In an elegy for a meadow on the cusp of destruction, Dublin poet Paula Meehan imagines one last amble through its seeding grasses so that, she writes, “I might possess it or it possess me.” Sometimes, though, a person’s sense of mutual belonging gets twisted into spirals through geographical circulation by generations over decades. What relationship to land is possible when no place feels like home?

I first traveled to Ireland during the summer of 2012, in my midforties, two months after my father’s death. As a poet and poetry scholar, I should have gone sooner—Ireland produced an unreasonably high proportion of great twentieth-century verse. Paradoxically, my mother’s upbringing in Liverpool, a short, rough voyage from Dublin across the Irish Sea, made me uneasy about the trip. I have relatives in the British Army and they do not share my devotion to William Butler Yeats.

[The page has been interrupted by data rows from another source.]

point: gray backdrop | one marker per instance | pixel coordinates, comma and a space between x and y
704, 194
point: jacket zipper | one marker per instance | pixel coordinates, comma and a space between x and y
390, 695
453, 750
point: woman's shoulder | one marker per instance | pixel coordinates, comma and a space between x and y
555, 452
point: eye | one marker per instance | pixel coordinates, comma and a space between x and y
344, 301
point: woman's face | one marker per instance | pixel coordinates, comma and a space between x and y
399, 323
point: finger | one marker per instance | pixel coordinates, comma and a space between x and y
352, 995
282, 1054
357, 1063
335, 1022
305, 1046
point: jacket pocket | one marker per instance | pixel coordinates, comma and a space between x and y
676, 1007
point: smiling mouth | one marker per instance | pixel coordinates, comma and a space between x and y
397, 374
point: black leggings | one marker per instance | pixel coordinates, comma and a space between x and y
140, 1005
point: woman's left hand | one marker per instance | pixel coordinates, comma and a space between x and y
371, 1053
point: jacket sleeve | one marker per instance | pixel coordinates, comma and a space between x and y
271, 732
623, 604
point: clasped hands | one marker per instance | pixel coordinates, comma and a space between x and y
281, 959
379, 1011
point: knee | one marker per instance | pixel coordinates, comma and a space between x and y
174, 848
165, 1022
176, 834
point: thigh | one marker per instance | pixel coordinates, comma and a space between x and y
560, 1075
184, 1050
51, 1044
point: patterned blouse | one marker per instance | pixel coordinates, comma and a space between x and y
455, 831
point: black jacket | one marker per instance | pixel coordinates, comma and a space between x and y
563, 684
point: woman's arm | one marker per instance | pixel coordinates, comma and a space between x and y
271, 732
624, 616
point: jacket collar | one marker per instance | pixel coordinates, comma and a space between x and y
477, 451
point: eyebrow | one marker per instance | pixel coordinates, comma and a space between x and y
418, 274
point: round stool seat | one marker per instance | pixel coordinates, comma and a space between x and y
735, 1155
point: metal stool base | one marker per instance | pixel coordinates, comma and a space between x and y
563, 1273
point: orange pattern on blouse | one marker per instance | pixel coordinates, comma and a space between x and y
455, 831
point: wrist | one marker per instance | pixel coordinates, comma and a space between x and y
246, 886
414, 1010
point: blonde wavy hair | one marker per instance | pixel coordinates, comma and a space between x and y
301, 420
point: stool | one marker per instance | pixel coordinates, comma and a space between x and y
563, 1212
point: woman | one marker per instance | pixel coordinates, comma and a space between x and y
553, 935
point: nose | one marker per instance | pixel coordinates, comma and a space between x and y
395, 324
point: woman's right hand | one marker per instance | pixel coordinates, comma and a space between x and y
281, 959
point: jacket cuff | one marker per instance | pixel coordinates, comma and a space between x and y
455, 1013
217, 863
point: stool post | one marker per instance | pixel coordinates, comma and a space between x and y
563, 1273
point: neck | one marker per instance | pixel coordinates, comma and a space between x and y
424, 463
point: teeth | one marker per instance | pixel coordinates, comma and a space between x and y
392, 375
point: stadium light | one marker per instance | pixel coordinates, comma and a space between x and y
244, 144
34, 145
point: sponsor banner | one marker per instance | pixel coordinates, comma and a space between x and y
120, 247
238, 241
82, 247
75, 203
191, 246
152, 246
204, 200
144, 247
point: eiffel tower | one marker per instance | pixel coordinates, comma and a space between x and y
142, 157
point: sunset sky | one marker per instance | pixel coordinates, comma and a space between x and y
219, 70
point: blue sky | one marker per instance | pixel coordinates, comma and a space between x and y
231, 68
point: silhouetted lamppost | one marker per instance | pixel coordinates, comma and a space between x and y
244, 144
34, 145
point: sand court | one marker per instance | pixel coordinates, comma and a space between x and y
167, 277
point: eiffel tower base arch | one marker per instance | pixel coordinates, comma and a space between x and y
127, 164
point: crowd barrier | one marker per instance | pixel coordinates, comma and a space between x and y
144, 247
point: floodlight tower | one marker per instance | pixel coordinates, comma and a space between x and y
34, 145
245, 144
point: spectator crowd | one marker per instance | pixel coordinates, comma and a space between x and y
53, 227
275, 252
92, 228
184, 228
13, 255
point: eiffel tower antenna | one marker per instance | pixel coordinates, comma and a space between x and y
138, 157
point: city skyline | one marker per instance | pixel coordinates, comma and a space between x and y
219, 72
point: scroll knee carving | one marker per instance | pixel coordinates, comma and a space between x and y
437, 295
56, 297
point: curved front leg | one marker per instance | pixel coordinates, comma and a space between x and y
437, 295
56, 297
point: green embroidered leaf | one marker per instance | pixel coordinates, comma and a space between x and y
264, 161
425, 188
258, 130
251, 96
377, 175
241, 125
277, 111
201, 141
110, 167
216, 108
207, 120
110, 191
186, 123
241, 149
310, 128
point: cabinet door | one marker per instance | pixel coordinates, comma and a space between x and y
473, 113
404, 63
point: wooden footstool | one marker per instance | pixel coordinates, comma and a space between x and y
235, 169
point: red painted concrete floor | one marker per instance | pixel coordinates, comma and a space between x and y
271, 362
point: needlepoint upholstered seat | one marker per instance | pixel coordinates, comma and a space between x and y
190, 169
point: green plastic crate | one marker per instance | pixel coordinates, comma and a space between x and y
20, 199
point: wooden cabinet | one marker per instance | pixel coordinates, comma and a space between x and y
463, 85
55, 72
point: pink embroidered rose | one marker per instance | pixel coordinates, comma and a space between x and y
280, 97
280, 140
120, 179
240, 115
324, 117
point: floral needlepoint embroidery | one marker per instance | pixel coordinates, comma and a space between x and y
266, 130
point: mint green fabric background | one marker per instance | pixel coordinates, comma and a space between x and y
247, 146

I wondered, as I booked a rental house for my family near Sandymount Strand, whether I’d feel a connection to Ireland or experience myself as an outsider, an invasive species. My mother is paternally Irish-Catholic, maternally German- and Welsh-Protestant, and taught me early about the bitter opposition between those identities (and, often, between her parents).

You may have registered, in that quick genealogy, that my mother is English, but not. She hails from a now-­silted-over port where much of the world once docked and boarded, and she was raised in Toxteth, then a crowded slum without power lines or indoor toilets—not a neighborhood to inspire nostalgia. Her German ancestor, John Henry von Holeban, ran away with a kitchen maid whose name is forgotten, and then ran aground in Liverpool, whiting out his patrician patronym to Weisske and taking work as a ship’s carpenter. Her father’s kin, the Cains, were excommunicated from the Irish Catholic Church during political struggles. By moving to the United States in 1962, my mother continued a rhythm of transatlantic circulation her ancestors began when they apprenticed on whaling ships. She also participated in an unsentimental family tradition of abandoning home turf for a dream of better views.

My father’s side of the family wasn’t much more grounded. His mother’s people, all those handsome blond Carlsons and Johansons, emigrated from Sweden to New York City in the late nineteenth century. Eric Carlson, a repairman, died falling down an elevator shaft—so much for upward mobility—and his only son died at the age of eleven from tuberculosis, but his daughter Esther grew up to marry a lawyer and publish coffee-table books on flower arrangement. Specializing in ikebana, she studied the Japanese language until Parkinson’s immobilized her in a dim upstairs bedroom. Imagine a frail old lady returning home from the city on the Long Island Expressway at dangerously slow speeds and retiring with audiotapes and a snifter of cognac. All those wheels and circles: rubber humming along the asphalt, capstans rotating in the cassette player, the faint chime of crystal knocking against her dentures.

Esther’s husband’s roots in upstate New York seem to plant the Wheelers in the United States the longest of all my relatives, but even their claim is shaky. My paternal grandfather might have been the son of a French-Canadian woman and her first husband—captain of some vessel that plied the St. Lawrence River—and subsequently adopted by the widow’s second husband, a math professor at Syracuse University named William Wheeler. Or my grandfather might be a product of that second marriage. My father couldn’t remember. The French-Canadian captain’s name, he said, was something like le-ponj-e-né. Le Pont something? It doesn’t make sense. L’éponge is French for sponge. It’s all wiped clean.

Dislocation isn’t a phenomenon of twenty-first-century professional life for me. It’s my inheritance. For me “the city” will always be New York, a permanent center of gravity, the ground from which all media emanates. However, aside from adventures of limited duration, I’ve only lived in various United States suburbs, the kind patrolled in the early mornings by giant street-sweeping machines. My family is scattered. I’ve fallen in love with many fields, but I possess none, and none possesses me.